On the OpenFlow front, Brocade told me about their new push toward something they are calling “Hybrid Port OpenFlow.”  OpenFlow is a great disruptive SDN technology that is gaining traction today, largely in part because of companies like Brocade and NEC that have embraced it and started pushing it out to their customer base well ahead of other manufacturers.  Right now, OpenFlow support really consists to two modes – ON and OFF.  OFF is pretty easy to imagine.  ON is a bit more complicated.  While a switch can be OpenFlow enabled and still forward normal traffic, the practice has always been to either dedicate the switch to OpenFlow forwarding, in effect turning it into a lab switch, or to enable OpenFlow selectively for a group of ports out of the whole switch, kind of like creating a lab VLAN for testing on a production box.  Brocade’s Hybrid Port OpenFlow model allows you to enable OpenFlow on a port and still allow it to do regular traffic forwarding sans OpenFlow.  That may be the best model for adopters going forward due to one overriding factor – cost.  When you take a switch or a group of ports on a switch and dedicate them for OpenFlow, you are cost the enterprise something.  Every port on the switch costs a certain amount of money.  Every minute an engineer spends working on a crazy lab project incurs a cost.  By enabling the network engineers to turn on OpenFlow at will without disrupting the existing traffic flow, Brocade can reduce the opportunity cost of enabling OpenFlow to almost zero.  If OpenFlow just becomes something that works as soon as you enable it, like IPv6 in Windows 7, you don’t have to spend as much time planning for your end node configuration.  You just build the core and let the end nodes figure out they have new capabilities.  I figure that large Brocade networks will see their OpenFlow adoption numbers skyrocket simply because Hybrid Port mode turns the configuration into Easy Mode.

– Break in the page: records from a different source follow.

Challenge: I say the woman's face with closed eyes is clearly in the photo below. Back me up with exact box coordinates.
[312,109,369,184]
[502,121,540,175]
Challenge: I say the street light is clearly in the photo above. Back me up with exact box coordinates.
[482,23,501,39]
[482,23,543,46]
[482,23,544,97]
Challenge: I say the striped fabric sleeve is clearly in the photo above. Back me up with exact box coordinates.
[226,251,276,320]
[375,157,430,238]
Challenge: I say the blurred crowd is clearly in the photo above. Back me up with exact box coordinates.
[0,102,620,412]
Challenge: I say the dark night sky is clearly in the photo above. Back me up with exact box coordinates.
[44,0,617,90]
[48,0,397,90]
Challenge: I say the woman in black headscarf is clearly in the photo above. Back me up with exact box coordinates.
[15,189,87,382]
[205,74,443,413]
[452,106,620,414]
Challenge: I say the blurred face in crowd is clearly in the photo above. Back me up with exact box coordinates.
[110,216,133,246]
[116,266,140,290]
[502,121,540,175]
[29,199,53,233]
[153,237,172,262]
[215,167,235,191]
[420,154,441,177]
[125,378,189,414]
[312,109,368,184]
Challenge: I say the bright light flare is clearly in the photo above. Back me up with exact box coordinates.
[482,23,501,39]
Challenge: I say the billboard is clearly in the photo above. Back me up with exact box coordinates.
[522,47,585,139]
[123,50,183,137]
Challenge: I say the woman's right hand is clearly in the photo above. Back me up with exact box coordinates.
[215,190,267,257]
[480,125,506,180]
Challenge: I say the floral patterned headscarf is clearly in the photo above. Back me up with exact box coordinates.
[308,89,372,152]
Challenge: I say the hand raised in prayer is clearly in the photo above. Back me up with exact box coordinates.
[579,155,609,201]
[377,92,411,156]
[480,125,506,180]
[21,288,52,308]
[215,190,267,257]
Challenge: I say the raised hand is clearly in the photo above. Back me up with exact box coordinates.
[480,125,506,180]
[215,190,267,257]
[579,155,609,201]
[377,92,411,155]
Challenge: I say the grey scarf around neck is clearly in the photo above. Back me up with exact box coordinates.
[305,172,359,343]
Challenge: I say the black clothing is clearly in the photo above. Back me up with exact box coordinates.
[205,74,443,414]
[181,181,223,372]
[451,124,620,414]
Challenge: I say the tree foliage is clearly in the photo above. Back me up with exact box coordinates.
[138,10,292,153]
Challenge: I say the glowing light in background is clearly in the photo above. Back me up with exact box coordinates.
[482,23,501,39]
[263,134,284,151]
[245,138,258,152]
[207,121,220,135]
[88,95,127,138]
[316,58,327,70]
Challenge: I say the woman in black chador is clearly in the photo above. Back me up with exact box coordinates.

The last interesting software piece that Brocade showed me is a prime example of the kinds of things that I expect SDN to deliver to us in the future.  Brocade has created an application called the Application Resource Broker (ARB).  It sits above the fray of the lower network layers and monitors indicators of a particular application’s health, such as latency and load.  When one of those indicators hits a specific threshold, ARB kicks in to request more resources from vCenter to balance things out.  If the demand on the application continues to rise beyond the available resources, ARB can dynamically move the application to a public cloud instance with a much deeper pool of resources, a process known as cloudbursting.  All of this can happen automatically without the intervention of IT.  This is one of the things that shows me what SDN can really do.  Software can take care of itself and dynamically move things around when abnormal demand happens.  Intelligent choices about the network environment can be made on solid data.  No guess what about what “might” be happening.  ARB removes doubt and lag in response time to allow for seamless network repair.  Try doing that with a telnet session.

There’s a lot more to the Brocade announcement than just software.  You can check it out at http://www.brocade.com.  You can also follow them on Twitter as @BRCDComm.

Tom’s Take

The future looks interesting at first.  Flying cars, moving sidewalks, and 3D user interfaces are all staples of futuristic science fiction.  The problem for many arises when we need to start taking steps to build those fanciful things.  A healthy dose of pragmatism helps to figure out what we need to do today to make tomorrow happen.  If we root our views of what we want to do with what we can do, then the future becomes that much more achievable.  Even the amazing gadgets we take for granted today have a basis in the real technology of the time they were first created.  By making those incremental steps, we can arrive where we want to be a whole lot sooner with a better understanding of how amazing things really are.